Наступила Страстная суббота {187}. Стемнело. Слабая, закутавшись в два шерстяных платка и накинув еще поверх их свое пальто, узница печально лежала на своей жесткой кровати. И, согревшись, она забылась в тяжелой дремоте, как вдруг ее разбудил торжественный полночный перезвон всех петербургских церквей: то началась Светлая заутреня. Сразу встало в памяти прошлое. Она приподнялась и, сидя на кровати, заплакала горькими слезами… В коридоре раздался глухой шум и хлопанье тяжелых дверей. Заскрипел ключ и в двери Вырубовой. Пьяные солдаты ворвались в камеру. В руках их были тарелки с куличом и пасхой.
— Ну, Христос воскрес! — заговорили они весело. — С праздничком!..
— Воистину воскресе! — отозвалась узница, справившись с волнением.
— Ну, этой нечего давать разговляться… — крикнул какой-то солдат. — Эта была к Романовым самым близким человеком… Ее надо вздрючить как следует…
И не дав Вырубовой разговеться, солдаты так же шумно пошли христосываться по другим заключенным. Только пожилая надзирательница, уходя, посмотрела на узницу своим теплым печальным взглядом. И снова встало прошлое в памяти, и снова начали душить горькие слезы, и упав лицом в грязную подушку, опять и опять она горько заплакала. И вдруг под подушкой она почувствовала лицом что-то твердое.
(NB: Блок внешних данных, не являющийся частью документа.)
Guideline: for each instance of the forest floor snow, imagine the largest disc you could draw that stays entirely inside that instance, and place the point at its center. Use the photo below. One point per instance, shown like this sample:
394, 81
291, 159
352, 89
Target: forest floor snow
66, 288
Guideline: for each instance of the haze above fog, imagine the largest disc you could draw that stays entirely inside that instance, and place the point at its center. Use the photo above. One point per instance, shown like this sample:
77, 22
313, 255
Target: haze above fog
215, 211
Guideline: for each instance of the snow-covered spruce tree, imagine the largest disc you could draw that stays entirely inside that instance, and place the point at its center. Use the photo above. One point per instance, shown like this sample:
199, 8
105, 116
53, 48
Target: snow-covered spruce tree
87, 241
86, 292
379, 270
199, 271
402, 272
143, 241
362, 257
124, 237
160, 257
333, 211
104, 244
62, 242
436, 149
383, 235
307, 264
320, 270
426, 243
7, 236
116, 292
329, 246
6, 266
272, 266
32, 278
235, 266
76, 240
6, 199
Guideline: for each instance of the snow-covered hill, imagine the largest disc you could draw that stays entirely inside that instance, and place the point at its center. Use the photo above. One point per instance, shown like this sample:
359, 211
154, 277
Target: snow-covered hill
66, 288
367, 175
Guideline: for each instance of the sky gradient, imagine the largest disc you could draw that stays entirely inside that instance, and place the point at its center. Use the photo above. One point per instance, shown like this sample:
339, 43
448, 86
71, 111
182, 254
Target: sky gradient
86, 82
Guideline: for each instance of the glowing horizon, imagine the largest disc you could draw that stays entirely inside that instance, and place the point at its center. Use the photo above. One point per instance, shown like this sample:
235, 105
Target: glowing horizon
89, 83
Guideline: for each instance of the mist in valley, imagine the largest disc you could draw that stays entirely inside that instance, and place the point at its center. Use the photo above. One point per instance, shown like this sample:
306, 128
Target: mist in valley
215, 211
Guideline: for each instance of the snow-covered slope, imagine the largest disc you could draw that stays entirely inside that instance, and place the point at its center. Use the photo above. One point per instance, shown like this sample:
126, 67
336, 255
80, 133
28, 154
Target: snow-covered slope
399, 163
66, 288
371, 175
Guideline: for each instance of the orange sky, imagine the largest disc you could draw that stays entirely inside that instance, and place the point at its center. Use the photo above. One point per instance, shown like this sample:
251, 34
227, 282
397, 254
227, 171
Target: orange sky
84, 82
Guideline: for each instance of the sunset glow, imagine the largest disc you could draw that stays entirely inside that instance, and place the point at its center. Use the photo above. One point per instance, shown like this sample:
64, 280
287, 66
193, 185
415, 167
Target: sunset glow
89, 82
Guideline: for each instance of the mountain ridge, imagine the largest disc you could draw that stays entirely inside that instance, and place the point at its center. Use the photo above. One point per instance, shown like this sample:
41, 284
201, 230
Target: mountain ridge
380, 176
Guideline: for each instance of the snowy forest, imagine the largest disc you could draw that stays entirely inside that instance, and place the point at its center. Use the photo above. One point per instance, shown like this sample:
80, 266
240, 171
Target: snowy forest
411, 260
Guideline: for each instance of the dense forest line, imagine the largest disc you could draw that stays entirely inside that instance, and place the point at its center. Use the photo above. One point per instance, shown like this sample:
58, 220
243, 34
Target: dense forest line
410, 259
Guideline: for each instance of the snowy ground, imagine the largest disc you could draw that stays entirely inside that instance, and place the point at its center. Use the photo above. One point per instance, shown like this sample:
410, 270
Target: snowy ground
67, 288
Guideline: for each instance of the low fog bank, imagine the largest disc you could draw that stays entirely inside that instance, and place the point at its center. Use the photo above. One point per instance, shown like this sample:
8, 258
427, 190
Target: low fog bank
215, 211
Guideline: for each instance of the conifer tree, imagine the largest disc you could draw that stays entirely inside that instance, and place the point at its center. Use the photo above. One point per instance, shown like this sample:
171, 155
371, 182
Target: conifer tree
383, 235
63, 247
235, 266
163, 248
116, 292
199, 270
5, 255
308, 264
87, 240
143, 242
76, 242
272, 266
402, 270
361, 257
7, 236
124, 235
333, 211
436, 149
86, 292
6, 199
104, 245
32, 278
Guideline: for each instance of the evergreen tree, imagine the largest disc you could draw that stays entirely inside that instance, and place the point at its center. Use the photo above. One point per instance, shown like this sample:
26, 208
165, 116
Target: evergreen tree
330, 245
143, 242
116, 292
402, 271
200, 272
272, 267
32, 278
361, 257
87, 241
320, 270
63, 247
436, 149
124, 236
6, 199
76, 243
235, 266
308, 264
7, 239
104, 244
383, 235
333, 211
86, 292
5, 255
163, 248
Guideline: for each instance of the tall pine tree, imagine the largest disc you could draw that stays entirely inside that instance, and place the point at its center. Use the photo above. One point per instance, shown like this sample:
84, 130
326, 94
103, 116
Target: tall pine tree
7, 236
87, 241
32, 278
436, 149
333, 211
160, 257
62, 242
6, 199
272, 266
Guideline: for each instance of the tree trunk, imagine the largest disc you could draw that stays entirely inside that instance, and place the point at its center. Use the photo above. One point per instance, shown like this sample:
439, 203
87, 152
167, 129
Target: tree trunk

Она запустила туда руку и вынула — красное яичко: то тайно похристосывалась с ней пожилая надзирательница. И другие, уже радостные и счастливые слезы вдруг неудержимо полились из глаз, и затрепетало вдруг растопившееся сердце, и посветлели жуткие дали жизни. И вся в слезах, она целовала красное яичко, и прижимала его к своему сердцу, и что-то совсем новое, светлое неудержимо оживало в измученной душе…
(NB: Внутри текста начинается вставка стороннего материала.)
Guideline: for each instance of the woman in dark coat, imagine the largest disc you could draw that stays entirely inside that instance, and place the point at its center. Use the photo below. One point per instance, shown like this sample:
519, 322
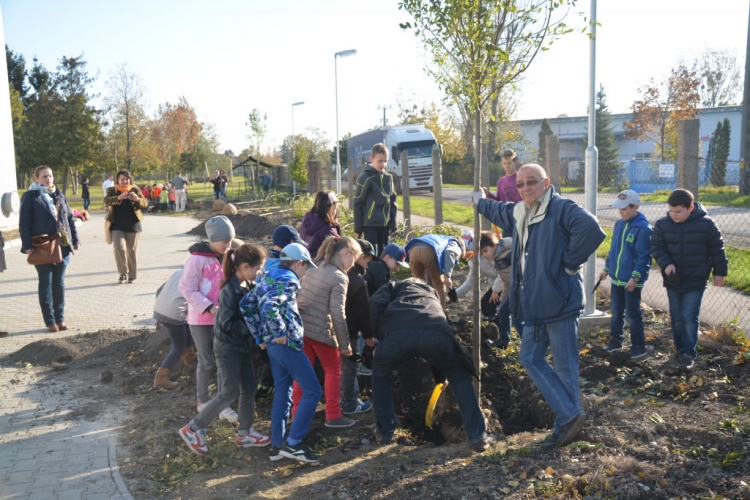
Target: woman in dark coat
125, 202
321, 222
44, 210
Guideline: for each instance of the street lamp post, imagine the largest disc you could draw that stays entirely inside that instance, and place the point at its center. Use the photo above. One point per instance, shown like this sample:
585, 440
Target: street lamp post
294, 140
343, 53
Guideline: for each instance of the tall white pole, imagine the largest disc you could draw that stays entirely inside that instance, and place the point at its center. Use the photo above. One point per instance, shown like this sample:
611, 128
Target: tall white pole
338, 154
343, 53
592, 165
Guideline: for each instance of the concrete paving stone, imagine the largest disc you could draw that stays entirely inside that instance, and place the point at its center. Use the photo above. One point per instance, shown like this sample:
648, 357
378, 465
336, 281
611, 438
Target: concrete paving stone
70, 494
32, 432
22, 476
24, 466
47, 479
13, 491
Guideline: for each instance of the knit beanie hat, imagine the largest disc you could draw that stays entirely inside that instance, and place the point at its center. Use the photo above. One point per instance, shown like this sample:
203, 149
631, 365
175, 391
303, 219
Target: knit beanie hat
219, 228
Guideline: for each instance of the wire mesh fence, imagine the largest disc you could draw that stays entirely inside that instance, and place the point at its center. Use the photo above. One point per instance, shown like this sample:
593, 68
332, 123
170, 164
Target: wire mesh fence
719, 196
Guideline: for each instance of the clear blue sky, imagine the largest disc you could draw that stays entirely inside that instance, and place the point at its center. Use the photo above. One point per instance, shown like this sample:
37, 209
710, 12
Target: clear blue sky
227, 57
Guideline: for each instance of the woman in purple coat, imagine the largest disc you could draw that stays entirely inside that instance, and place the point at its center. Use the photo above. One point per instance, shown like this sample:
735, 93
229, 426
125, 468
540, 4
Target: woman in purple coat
321, 221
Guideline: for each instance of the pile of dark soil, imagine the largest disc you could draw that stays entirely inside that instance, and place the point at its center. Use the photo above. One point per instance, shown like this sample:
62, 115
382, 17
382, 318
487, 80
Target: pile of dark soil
652, 431
252, 226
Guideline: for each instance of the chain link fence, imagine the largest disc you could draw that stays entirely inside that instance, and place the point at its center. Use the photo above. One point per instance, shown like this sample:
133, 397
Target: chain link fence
654, 181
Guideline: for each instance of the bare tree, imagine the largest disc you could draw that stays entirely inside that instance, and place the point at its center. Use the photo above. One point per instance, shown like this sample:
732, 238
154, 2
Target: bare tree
129, 130
721, 78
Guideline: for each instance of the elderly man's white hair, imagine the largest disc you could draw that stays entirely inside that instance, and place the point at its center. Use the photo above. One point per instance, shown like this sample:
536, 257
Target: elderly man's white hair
536, 168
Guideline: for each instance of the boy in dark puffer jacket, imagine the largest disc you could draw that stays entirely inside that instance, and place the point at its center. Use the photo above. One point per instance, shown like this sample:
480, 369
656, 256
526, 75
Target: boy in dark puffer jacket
688, 246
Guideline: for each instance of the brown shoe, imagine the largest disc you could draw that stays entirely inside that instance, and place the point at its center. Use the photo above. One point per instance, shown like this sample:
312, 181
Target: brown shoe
162, 379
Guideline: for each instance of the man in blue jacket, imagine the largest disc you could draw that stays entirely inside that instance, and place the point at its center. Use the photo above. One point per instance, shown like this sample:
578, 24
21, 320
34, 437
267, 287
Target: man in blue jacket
554, 237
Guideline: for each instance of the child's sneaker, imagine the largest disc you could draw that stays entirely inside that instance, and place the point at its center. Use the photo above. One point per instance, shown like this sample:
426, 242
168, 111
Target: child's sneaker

В коридоре шумели и безобразничали вдребезги пьяные по случаю воскресения Христа солдаты республики…
V
ЦАРКОСЕЛЬСКИЕ КОСУЛИ
Царскосельский дворец, точно крепко потрепанный бурею корабль, сумрачно плыл по грозно бушующему океану революции. Непривычная тишина царила в нем. Огромное большинство царедворцев разбежалось в первые же дни революции, бросив своего царя в несчастье на произвол судьбы. Осталось при царской семье всего человек пять-шесть из всей прежней свиты. Не приезжали больше пышные представители иностранных держав, не приезжали министры с докладами и важные генералы, исчезли торжественные красные лакеи — декорации остались, но огромное большинство актеров старой длинной пьесы исчезли, и странная жуткая тишина стояла теперь на большой опустевшей сцене. И непривычно много было всюду солдат — и в парке, и вокруг парка, и в самом дворце, — не тех солдат, которые так еще недавно каменели в священном ужасе и восторге при виде действительно обожаемого монарха, а солдат новых, серых, распущенных, горластых, грубых, которые дерзкими глазами подозрительно следили за каждым шагом своих узников, и когда царь, гуляя, шел туда, куда ему почему-то идти было нельзя, вчерашний раб грубо загораживал ему дорогу ржавой винтовкой и сердито говорил:
— Сюда нельзя, господин полковник!
И так недавно еще всемогущий царь, повелитель колоссальной страны, покорно повиновался. А когда кто-нибудь из царской семьи подходил к окнам в парк, караульные солдаты нарочно, насмех, начинали мочиться, а другие прямо за животики хватались: так была им смешна проделка их товарищей. Царь не сердился на серую солдатню, точно каким-то внутренним таинственным путем понимая, что сердиться на них нельзя. Но зато тем тяжелее и больнее были те удары, которые не стеснялись ему и его совершенно беззащитной семье наносить караульные офицеры. Сознавая тяжесть и даже опасность их положения в революционной, все более и более разлагающейся армии, царь был особенно мягок с ними, всегда подавал им руку, расспрашивал их о их положении и приглашал их к обеду.